There is even the possibility that such a system would have the “rich” teams spend less, if they could supplement their rosters with cheap, controllable talent. After all, that’s the point of the draft. If the Yankees no longer had to go spend $200M in free agency because they just took the next star pitcher and star hitter in the draft (like the Nationals did with Bryce Harper and Stephen Strasburg), then that’s $XM less they’d have to spend on star talent (prospect bust rates notwithstanding).

Then we come to the other problem under the parity argument: how do the bad teams get better? How do the 2019 Royals move up 30+ games over the next few years if they are perpetually picking 19th or 20th overall? Sure, there are good picks in that range (Mike Trout for one) but the expected value of that pick is considerably lower than 10-15 picks earlier. Under the proposed system, the Royals don’t get a chance to take Eric Hosmer or Mike Moustakas. They probably don’t have a Zack Greinke to trade or a Luke Hochevar to...love. Instead they get Ashe Russell or Nick Pratto annually (though Brady Singer was a mid-round pick).

One more time, how do the 2019 Royals move up 30+ games? By signing a dozen Jon Jays and Homer Baileys? Low to mid-tier free agents won’t take a bad team up to a good team. Instead they would have to go for superstars in free agency, and despite money flowing in baseball, teams can’t spend giant money year in and year out.
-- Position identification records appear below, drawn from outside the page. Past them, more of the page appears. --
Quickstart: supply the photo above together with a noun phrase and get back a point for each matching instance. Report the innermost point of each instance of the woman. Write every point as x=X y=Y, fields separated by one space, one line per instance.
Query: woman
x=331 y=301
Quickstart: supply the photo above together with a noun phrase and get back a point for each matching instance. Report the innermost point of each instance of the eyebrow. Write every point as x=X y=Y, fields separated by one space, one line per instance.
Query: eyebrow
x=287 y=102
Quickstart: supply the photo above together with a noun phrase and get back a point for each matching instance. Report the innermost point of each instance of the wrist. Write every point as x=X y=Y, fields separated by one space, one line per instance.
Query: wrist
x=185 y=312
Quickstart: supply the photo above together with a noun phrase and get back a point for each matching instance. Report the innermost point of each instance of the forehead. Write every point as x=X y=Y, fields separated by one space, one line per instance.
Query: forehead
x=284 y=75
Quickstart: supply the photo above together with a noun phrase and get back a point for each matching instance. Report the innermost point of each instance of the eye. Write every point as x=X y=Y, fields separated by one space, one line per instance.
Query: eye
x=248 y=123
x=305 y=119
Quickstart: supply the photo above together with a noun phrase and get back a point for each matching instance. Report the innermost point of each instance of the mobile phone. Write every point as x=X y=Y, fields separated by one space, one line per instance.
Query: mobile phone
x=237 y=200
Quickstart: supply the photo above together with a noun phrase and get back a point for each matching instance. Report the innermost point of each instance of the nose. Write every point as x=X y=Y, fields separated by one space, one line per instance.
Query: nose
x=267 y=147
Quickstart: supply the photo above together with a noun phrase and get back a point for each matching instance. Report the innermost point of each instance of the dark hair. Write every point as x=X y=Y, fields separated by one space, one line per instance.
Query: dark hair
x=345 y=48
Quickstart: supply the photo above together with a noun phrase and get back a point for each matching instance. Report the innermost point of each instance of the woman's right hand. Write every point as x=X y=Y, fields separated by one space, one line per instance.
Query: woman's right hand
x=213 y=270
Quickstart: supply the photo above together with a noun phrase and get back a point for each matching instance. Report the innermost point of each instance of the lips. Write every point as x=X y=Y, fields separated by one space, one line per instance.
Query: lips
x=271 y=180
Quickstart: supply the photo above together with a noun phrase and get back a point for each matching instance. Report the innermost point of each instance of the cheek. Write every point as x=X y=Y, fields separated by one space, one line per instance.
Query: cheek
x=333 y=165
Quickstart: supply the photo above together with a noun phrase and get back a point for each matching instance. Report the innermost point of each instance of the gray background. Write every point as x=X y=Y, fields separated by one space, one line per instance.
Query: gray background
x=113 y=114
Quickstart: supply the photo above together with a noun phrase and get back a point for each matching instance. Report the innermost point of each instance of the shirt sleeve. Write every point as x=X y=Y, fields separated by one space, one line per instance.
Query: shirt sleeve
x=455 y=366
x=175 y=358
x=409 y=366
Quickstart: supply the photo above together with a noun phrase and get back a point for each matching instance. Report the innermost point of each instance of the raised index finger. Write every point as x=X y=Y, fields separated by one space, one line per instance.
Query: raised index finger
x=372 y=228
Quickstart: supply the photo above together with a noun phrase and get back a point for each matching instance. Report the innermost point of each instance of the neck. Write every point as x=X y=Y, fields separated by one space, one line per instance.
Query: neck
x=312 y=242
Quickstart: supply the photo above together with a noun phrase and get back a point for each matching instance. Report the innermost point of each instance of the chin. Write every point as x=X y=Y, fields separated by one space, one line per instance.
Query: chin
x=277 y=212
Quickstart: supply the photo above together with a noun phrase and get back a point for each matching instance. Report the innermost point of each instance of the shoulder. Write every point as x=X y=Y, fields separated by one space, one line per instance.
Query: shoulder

Not to mention free agents are in a way a zero-sum game and why would a Bryce Harper-esque free agent go to a team like the Royals instead of a team like the Yankees if the money was the same.

It’s likely that you would just keep bad teams down if they couldn’t turn 18th overall picks into above average players consistently. Do you trust the Royals development staff to churn out good players from mid-round picks annually?

A reverse order system could, and I would even go as far as to say it would, just keep the rich rich, and the poor poor. After all, we know that payrolls correlate fairly strongly to wins.

Craig Edwards of FanGraphs
Noah Davis and Michael Lopez of FiveThirtyEight

Isn’t this just a system where a team could essentially just buy draft picks? Is that system we really want?

I think it’s worth looking into something to incentivize winning but you have to be careful about outright punishing losing. Sometimes a team just isn’t as good as they expect. The Red Sox won the World Series last year and were in the discussion for the favorites to repeat it...and it looks like they probably won’t be. But that isn’t because they tried to lose. They didn’t have many holes and what money they did spend it was to keep some of their best talent. You can’t really blame them for that, right? And so their nearly unchanged World Series roster would get to add the #1 or #2 overall pick next year, a year that you could see them as strong playoff contenders again, because they were so good in 2018.

I don’t know what system I would like. I like system I just described (and by the way let’s include international free agents too and have a complete open bidding system) but I also like the way the NPB does things too. But instead of random selection for a nominated player, make it a silent auction/highest bidder system, where teams submit their max bid. Bonus pools then would be set to favor revenue receiving teams (those teams whose market score are <100 in the CBA). That’s probably still an imperfect system, but in a world where there are rich teams and then there are richer teams, but it’s a start.

You want a system that won’t reward teams for losing, but most importantly it won’t punish them for it either. That’s best system, where it is essentially neither good nor bad to lose.